Failure of Hairpin-Ended and Nicked DNA To Activate DNA-Dependent Protein Kinase: Implications for V(D)J Recombination

Vaughn Smider,1 W. Kimryn Rathmell,1 Greg Brown,2 Susanna Lewis,2 and Gilbert Chu1,*

Departments of Medicine and Biochemistry, Stanford University Medical Center, Stanford, California 94305,1 and Department of Immunology, University of Toronto, and Division of Immunology/Cancer, Hospital for Sick Children, Toronto, Ontario, Canada2

Received 1 April 1998/Returned for modification 9 June 1998/Accepted 12 August 1998

V(D)J recombination is initiated by a coordinated cleavage reaction that nicks DNA at two sites and then forms a hairpin coding end and blunt signal end at each site. Following cleavage, the DNA ends are joined by a process that is incompletely understood but nevertheless depends on DNA-dependent protein kinase (DNA-PK), which consists of Ku and a 460-kDa catalytic subunit (DNA-PKCS or p460). Ku directs DNA-PKCS to DNA ends to efficiently activate the kinase. In vivo, the mouse SCID mutation in DNA-PKCS disrupts joining of the hairpin coding ends but spares joining of the open signal ends.
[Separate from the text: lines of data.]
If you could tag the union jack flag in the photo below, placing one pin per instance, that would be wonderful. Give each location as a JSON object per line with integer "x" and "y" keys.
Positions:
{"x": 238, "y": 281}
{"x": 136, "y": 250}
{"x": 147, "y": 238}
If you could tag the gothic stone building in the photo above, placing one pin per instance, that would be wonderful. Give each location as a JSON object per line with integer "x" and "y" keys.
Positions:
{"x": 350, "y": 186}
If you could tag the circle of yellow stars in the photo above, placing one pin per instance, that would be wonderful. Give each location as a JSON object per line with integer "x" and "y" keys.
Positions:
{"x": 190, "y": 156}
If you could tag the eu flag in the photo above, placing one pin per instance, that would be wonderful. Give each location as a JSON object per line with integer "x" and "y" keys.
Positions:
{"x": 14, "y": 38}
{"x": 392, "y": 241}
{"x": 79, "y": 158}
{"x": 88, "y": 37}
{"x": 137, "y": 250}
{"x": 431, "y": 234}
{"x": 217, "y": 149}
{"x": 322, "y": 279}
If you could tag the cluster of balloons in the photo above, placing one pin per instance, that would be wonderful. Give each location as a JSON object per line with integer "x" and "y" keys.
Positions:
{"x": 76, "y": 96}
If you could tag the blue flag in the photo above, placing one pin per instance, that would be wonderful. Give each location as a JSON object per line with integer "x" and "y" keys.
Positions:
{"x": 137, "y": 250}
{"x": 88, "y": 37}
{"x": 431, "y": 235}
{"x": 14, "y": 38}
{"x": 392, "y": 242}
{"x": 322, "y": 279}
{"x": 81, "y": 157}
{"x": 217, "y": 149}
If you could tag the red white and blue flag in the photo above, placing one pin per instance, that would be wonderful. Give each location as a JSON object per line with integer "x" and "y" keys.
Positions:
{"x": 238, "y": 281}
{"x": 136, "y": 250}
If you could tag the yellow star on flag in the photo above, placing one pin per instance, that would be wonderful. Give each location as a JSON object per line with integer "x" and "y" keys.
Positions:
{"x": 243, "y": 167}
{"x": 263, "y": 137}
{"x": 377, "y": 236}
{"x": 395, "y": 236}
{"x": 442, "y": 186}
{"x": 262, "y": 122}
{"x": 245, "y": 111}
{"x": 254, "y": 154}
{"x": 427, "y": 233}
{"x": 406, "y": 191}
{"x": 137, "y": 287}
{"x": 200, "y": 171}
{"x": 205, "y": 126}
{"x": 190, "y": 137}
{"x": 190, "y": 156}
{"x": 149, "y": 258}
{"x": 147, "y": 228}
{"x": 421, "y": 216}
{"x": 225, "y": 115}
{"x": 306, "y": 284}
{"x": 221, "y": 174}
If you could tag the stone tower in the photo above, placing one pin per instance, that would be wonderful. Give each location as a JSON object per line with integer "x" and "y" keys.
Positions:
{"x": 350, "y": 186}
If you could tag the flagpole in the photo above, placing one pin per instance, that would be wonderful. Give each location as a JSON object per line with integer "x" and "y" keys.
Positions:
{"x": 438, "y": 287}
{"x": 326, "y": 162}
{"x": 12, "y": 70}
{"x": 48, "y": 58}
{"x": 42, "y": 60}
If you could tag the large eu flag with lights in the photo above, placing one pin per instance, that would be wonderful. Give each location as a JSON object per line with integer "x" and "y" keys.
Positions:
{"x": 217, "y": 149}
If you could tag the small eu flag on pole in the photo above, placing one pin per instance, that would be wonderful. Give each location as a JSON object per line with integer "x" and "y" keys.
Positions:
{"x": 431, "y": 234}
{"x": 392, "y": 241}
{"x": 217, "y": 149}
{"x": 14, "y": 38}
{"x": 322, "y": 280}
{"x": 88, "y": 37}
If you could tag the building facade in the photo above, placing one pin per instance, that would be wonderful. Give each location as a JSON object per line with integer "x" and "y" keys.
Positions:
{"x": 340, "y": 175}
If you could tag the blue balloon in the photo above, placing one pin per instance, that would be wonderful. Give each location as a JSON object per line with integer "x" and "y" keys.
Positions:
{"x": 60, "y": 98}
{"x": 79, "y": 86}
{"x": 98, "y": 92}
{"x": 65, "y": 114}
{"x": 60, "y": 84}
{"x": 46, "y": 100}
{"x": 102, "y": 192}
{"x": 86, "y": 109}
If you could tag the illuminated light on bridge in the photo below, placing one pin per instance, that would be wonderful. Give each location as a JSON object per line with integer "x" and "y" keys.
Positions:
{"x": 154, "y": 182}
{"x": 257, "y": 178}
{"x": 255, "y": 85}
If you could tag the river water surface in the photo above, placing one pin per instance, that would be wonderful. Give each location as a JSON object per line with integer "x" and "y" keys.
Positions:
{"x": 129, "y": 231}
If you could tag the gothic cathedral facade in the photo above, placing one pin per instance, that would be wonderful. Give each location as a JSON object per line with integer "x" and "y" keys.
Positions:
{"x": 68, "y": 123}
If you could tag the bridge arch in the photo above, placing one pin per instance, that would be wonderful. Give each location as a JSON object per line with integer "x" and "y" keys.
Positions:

To better understand the mechanism of V(D)J recombination, we measured the activation of DNA-PK by the three DNA structures formed during the cleavage reaction: open ends, DNA nicks, and hairpin ends. Although open DNA ends strongly activated DNA-PK, nicked DNA substrates and hairpin-ended DNA did not. Therefore, even though efficient processing of hairpin coding ends requires DNA-PKCS, this may occur by activation of the kinase bound to the cogenerated open signal end rather than to the hairpin end itself.


* Corresponding author. Mailing address: M211, Division of Oncology, Stanford University Medical Center, Stanford, CA 94305-5115. Phone: (650) 725-6442. Fax: (650) 725-1420. E-mail: chu{at}cmgm.stanford.edu.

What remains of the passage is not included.